Set almost entirely in the abandoned hospital where that unnamed movie is being filmed, it’s buzzing with background chatter among below-the-line workers providing as much off-the-wall levity as the actual narrative. “It’s not altogether logical,” the unnamed director says of his script in a Herzog-inflected voice, “but it’s got a kind of poetic truth — a rhapsodic truth.” Suffice to say that nothing we see of his work comes close to the level of “Fitzcarraldo.”

There’s occasional cognitive dissonance in how much time “Chained for Life” spends skewering art films and the people who make them, given that it’s very much one itself (it was even shot on grainy celluloid) but it has the good sense never to be self-serious. It’s instead a kind of surreal romp, as funny as it is uncomfortable.

It’s also a treat to look at, which is similarly befitting of Kael’s words. Cinematographer Adam J. Minnick (a frequent collaborator of “Relaxer” filmmaker Joel Potrykus) has an affinity for playful tableaux and busy shots of the cast and crew in which everyone’s doing something, and it’s up to us to focus on what matters. The grainy patina makes it easy to imagine the world created by Herr Director, which is crucial — with a slicker look, the illusion might have fallen apart.
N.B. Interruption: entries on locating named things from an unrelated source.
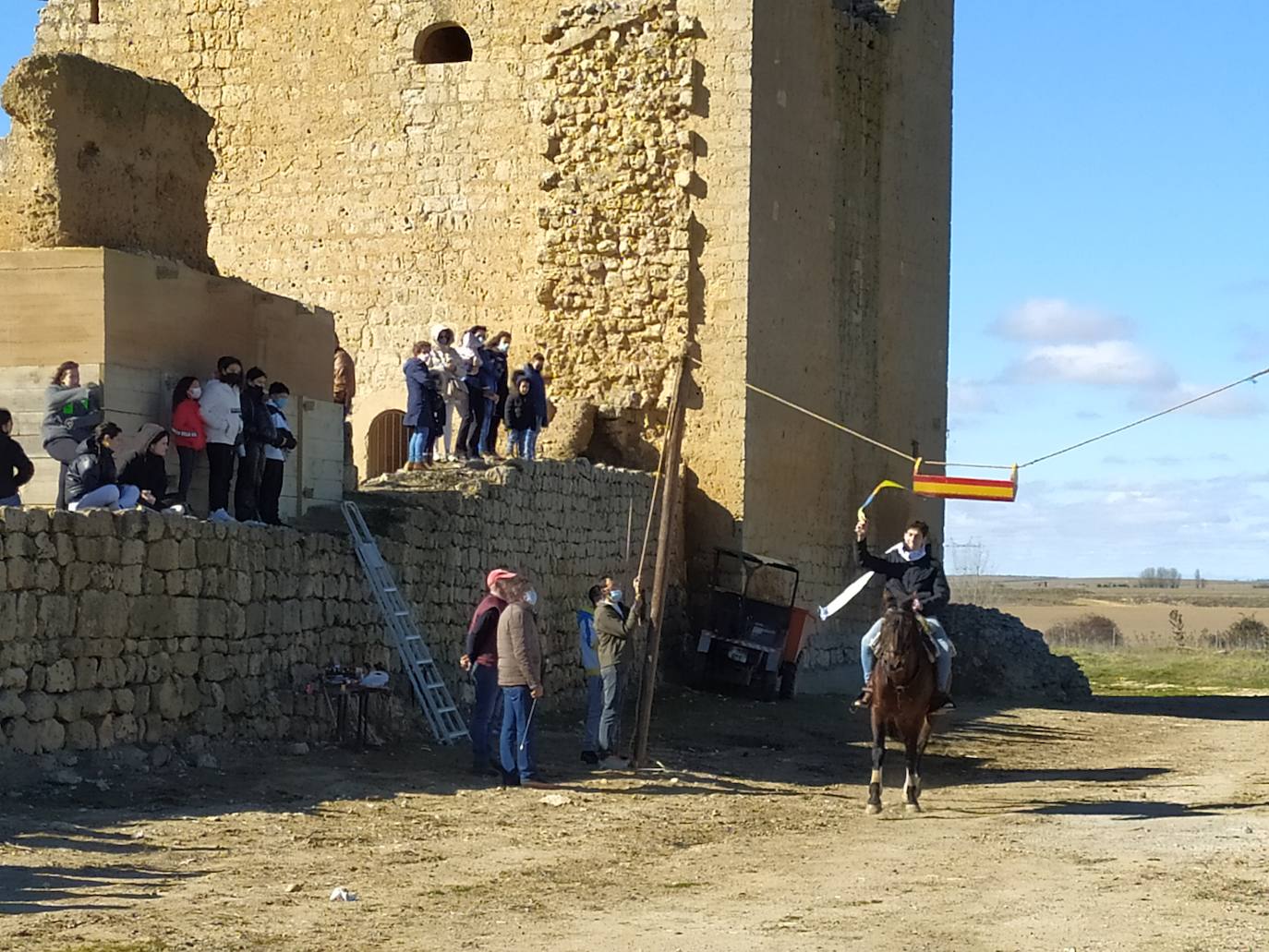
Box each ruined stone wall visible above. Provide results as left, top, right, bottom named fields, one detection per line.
left=0, top=54, right=214, bottom=271
left=0, top=464, right=670, bottom=753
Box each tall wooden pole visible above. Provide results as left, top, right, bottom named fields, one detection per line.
left=631, top=355, right=684, bottom=766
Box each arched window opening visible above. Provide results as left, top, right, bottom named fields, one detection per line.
left=414, top=24, right=472, bottom=64
left=364, top=410, right=410, bottom=480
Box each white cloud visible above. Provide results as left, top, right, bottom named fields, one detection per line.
left=948, top=380, right=998, bottom=416
left=992, top=297, right=1132, bottom=344
left=1005, top=340, right=1177, bottom=387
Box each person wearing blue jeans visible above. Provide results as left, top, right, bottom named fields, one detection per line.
left=498, top=577, right=554, bottom=789
left=577, top=597, right=604, bottom=765
left=854, top=519, right=956, bottom=714
left=458, top=569, right=516, bottom=775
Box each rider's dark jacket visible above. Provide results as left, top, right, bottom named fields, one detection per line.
left=855, top=539, right=952, bottom=618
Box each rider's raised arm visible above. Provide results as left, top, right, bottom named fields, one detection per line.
left=855, top=539, right=897, bottom=577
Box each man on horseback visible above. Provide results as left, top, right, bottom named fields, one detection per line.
left=854, top=519, right=956, bottom=714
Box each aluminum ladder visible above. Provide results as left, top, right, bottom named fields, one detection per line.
left=343, top=502, right=471, bottom=744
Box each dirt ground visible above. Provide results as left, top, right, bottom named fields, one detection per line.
left=0, top=693, right=1269, bottom=952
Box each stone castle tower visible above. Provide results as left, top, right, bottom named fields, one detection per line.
left=24, top=0, right=953, bottom=665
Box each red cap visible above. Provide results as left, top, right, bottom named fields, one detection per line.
left=485, top=569, right=515, bottom=589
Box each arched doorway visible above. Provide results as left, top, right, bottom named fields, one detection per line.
left=363, top=410, right=410, bottom=480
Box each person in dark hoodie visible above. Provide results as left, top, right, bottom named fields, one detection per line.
left=458, top=569, right=516, bottom=775
left=116, top=423, right=186, bottom=514
left=42, top=360, right=102, bottom=509
left=66, top=421, right=141, bottom=512
left=0, top=409, right=35, bottom=506
left=854, top=519, right=956, bottom=714
left=234, top=367, right=278, bottom=525
left=502, top=373, right=533, bottom=460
Even once you’ve gotten used to Schimberg’s trick of making you question whether what you’re seeing is “real,” he’ll let a scene play out longer than ever before to keep you off balance. An inversion of that ruse creates a genuinely surprising third-act twist that spirals the film even further into surrealism, and by the time it’s appeared to resolve itself, the credits have begun rolling and you’re left reevaluating everything you’ve just seen.

Beauty is in the eye of the beholder, and “Chained for Life” will have you rubbing your eyes to make sense of what you’ve just seen.